Mocking Bird
Mocking Bird

Reputation: 176

When does std::sort stop the comparison

as you can see in the title, when do the STL std::sort() stop the comparison?

I mean I have a vector like that:

city name :: Marseille
city name :: Mont Saint Martin
city name :: Mont de Marsan

and the sort doesn't change this order, for me, it should be:

city name :: Marseille
city name :: Mont de Marsan
city name :: Mont Saint Martin

I've already tried those syntaxes:

std::sort(vector.begin(), vector.end());
std::sort(vector.begin(), vector.end(), std::less<std::string>());

If std::sort() stop at the first space, is it a way to get around that and how, please?

Upvotes: 1

Views: 156

Answers (1)

Jerry Coffin
Jerry Coffin

Reputation: 490728

Most typical systems use ASCII or some derivative of it. In ASCII, all the lower case letters come after all the upper case letters, so 'A' < 'Z', and 'a' < 'z' and (the part you may not have previously expected, 'Z' < 'a'. That is, the order (with some others interspersed in between) is A..Za..z.
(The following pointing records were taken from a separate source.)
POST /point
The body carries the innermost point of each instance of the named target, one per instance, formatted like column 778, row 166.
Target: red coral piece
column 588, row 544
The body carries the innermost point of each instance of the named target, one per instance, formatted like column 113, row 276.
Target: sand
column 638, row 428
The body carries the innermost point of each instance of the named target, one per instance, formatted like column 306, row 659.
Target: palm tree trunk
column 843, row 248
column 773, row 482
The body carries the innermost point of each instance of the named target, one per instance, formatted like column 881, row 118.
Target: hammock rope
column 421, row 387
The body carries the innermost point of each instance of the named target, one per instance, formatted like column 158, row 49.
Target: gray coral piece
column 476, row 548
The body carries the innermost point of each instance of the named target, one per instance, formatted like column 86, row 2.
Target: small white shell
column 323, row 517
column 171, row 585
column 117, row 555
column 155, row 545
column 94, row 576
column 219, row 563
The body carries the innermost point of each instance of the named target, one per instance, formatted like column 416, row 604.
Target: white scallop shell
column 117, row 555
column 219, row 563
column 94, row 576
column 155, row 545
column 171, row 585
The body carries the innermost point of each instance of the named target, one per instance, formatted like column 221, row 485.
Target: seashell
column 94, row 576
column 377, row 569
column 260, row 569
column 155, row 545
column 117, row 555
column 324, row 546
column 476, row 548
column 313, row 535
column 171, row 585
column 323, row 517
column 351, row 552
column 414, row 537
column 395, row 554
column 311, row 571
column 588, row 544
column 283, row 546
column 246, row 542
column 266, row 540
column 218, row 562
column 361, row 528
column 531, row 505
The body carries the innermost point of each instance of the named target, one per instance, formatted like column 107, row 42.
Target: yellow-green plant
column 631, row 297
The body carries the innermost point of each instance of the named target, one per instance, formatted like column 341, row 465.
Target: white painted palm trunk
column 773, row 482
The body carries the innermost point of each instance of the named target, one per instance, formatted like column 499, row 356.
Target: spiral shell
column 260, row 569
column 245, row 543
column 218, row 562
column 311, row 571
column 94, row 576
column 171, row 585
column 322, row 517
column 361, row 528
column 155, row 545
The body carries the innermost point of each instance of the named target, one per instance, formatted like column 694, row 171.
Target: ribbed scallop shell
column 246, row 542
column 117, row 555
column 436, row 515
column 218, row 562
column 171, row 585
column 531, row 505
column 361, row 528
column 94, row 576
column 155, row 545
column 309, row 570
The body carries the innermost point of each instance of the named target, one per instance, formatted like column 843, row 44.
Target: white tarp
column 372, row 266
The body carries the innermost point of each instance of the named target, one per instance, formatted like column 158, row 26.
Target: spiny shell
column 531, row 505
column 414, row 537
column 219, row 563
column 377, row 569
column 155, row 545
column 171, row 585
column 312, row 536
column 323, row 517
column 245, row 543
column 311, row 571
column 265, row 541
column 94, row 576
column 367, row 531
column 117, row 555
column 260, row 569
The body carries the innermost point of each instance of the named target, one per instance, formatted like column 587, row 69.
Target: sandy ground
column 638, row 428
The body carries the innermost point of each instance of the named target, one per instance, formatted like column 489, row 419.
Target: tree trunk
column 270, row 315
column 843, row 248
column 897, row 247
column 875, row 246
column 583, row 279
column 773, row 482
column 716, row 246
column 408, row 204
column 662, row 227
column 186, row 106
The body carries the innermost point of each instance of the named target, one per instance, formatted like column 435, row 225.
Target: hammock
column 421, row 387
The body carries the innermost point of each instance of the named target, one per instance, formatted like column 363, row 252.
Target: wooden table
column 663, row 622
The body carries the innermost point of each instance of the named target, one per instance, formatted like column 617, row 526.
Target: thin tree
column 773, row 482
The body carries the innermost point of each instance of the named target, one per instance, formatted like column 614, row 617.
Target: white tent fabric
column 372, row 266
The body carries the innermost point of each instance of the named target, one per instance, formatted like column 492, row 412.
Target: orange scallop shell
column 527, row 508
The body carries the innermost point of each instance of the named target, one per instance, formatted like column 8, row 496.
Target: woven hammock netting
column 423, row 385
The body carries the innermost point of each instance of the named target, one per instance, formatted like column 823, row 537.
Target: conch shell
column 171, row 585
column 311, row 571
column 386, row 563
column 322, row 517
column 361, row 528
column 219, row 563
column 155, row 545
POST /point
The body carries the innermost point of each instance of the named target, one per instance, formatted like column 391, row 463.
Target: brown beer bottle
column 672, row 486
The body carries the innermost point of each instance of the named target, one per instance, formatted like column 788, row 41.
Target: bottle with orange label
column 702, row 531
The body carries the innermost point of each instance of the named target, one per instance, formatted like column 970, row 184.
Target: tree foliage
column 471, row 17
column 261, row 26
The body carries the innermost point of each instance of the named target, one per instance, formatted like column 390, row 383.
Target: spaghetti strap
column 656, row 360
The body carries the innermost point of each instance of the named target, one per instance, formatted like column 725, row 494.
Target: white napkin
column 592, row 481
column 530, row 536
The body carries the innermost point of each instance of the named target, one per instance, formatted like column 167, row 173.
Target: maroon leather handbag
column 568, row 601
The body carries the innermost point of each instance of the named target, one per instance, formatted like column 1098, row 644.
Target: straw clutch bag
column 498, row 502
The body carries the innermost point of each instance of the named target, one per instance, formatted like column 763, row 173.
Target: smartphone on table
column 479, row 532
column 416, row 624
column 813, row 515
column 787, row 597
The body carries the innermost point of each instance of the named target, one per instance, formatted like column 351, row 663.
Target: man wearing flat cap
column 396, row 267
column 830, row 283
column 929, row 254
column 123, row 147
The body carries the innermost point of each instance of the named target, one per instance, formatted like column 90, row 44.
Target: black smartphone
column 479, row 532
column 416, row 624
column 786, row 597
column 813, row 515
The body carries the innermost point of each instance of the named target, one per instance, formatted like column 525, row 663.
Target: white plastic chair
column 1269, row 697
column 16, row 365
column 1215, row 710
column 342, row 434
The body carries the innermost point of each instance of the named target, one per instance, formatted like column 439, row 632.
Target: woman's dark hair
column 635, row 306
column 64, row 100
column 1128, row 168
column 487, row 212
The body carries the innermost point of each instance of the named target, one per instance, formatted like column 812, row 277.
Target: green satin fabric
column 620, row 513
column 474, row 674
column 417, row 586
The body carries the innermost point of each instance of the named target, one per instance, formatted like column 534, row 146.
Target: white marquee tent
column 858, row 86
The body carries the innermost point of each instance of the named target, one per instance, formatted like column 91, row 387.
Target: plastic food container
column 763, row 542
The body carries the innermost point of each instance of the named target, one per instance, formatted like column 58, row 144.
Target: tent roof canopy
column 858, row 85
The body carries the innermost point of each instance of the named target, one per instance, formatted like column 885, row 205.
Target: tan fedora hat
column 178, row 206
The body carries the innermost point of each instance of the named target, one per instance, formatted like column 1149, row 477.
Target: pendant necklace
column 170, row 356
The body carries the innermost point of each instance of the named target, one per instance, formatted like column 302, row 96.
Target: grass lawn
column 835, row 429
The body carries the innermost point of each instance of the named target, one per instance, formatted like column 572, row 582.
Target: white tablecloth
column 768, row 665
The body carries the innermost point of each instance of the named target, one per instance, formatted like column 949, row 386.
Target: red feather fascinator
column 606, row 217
When alphabetizing, most people (apparently including you) would generally prefer something like AaBbCc...Zz instead.

We could implement this with a table specifying the relative order we want--but this requirement is common enough that the standard library already provides for it. std::locale includes a collate facet, which overloads operator() to do a comparison suitable for that locale. That overload will be used automatically by std::sort if we specify the locale as the comparison operator, so we can do something like this:

std::sort(cities.begin(), cities.end(), std::locale(""));

The "locale without a name" selects the locale for which the computer has been configured, so it's typically a fairly save choice. It looks like you're dealing with French, where you also have letters with accents and graves and such. The locale should know how to sort those correctly as well.

If you need to specify sorting for some specific locale (regardless of how the user's computer is configured) you can do that as well. For example, if I wanted to use French-Canadian sorting even though my computer is configured for US English, I could specify:

std::sort(cities.begin(), cities.end(), std::locale("fr-CA"));

The exact set of strings that are accepted varies with the compiler. The only ones listed in the standard are "C" (which is what you already got by default), and "". It's up to the implementer to decide on what others to support. The "fr-CA" I used above is supported by Microsoft's compiler, but if you were using gcc on Linux (for example) you might need to specify some other string to get the same result.

At least with Microsoft's current compiler, either "" or "fr-CA" will do to sort these strings as you want them:

Marseille
Mont de Marsan
Mont Saint Martin

For these characters, almost any locale other than "C" will probably do the job. If you might have diacritical marks, however, you'll just about need the right locale to get them correct.